Are html tags allowed within meta tags? Specifically, if I have html
tags within a <definition> tag within XML, can I use the definition as
the content within the <meta content="description> tag? If not, is
there an easy way to strip the html tags from the <definition> content
before inserting the content into the meta tag?

Jul 20 '05 #1
5 3714
Donald Firesmith wrote:
Are html tags allowed within meta tags? Specifically, if I have html
tags within a <definition> tag within XML, can I use the definition as
the content within the <meta content="description> tag?
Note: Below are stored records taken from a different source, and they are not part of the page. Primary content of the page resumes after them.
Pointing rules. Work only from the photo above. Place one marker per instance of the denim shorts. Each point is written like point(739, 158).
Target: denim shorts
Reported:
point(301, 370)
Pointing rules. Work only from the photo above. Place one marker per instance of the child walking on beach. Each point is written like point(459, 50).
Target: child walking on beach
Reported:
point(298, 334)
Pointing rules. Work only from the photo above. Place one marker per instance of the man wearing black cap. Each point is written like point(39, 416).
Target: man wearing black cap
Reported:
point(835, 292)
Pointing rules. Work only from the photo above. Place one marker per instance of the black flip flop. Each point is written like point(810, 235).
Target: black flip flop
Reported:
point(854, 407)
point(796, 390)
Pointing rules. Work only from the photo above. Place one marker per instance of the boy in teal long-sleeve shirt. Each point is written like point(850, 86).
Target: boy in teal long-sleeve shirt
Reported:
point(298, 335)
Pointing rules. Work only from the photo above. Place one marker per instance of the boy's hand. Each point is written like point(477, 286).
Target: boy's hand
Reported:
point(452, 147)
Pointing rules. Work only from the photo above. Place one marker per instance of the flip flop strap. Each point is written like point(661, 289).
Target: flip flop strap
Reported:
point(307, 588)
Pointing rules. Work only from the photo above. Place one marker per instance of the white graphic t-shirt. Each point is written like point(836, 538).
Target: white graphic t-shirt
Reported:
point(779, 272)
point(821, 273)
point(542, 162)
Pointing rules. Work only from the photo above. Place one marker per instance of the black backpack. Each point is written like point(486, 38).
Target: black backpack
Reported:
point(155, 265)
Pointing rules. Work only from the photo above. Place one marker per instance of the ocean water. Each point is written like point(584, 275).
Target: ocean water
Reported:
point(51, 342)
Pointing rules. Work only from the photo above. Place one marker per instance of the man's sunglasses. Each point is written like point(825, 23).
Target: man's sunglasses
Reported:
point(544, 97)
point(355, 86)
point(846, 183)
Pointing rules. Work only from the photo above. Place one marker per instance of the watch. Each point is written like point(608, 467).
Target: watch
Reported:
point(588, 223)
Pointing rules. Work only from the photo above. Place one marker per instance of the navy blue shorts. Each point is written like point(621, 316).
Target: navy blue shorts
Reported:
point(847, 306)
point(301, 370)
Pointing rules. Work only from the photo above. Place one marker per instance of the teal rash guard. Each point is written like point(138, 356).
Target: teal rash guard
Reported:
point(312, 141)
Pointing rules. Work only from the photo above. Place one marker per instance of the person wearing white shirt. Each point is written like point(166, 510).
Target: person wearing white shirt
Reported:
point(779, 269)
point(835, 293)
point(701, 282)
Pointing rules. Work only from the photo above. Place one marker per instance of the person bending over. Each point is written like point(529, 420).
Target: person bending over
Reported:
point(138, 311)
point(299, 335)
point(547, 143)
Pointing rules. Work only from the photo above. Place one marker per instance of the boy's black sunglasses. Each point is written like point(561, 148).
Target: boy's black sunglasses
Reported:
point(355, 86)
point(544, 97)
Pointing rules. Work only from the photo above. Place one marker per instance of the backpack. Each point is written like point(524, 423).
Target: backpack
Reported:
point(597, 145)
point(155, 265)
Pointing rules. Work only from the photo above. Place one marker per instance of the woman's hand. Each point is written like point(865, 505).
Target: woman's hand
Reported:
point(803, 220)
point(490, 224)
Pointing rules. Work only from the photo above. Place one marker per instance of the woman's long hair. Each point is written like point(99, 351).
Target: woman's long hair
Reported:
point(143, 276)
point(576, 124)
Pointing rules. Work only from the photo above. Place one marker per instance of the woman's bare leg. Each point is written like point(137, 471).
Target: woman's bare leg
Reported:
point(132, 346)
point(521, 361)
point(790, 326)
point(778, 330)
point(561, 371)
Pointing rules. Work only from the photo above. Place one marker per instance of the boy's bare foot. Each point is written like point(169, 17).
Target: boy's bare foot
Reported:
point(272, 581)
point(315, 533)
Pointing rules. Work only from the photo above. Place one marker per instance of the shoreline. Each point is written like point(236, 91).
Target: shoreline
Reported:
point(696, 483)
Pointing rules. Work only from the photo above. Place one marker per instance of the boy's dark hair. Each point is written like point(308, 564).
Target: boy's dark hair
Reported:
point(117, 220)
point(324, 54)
If not, is
there an easy way to strip the html tags from the <definition> content
before inserting the content into the meta tag?


An attribute cannot contain elements, you can easily extract the text
only by using

<xsl:value-of select="normalize-space(description)" />

--
Klaus Johannes Rusch
Kl********@atmedia.net
http://www.atmedia.net/KlausRusch/
Jul 20 '05 #2
On Wed, 05 Jan 2005 02:35:46 -0500, Donald Firesmith
<do**************@hotmail.com> wrote:
Are html tags allowed within meta tags?
Learn the difference between tags, elements and attributes.

Specifically, if I have html
tags within a <definition> tag within XML, can I use the definition as
the content within the <meta content="description> tag?


Let's rephrase that as "Can I represent the content of one element as
the content of an attribute of another element ?"

In that case, then yes you can - with the proviso that you need to be
careful about the meaning of "represent". The content models of
elements and attributes are different, so you can't just "place" that
of any element into an attribute, as it might contain the "<>"
characters that mark out a tag (and are not permitted in attributes).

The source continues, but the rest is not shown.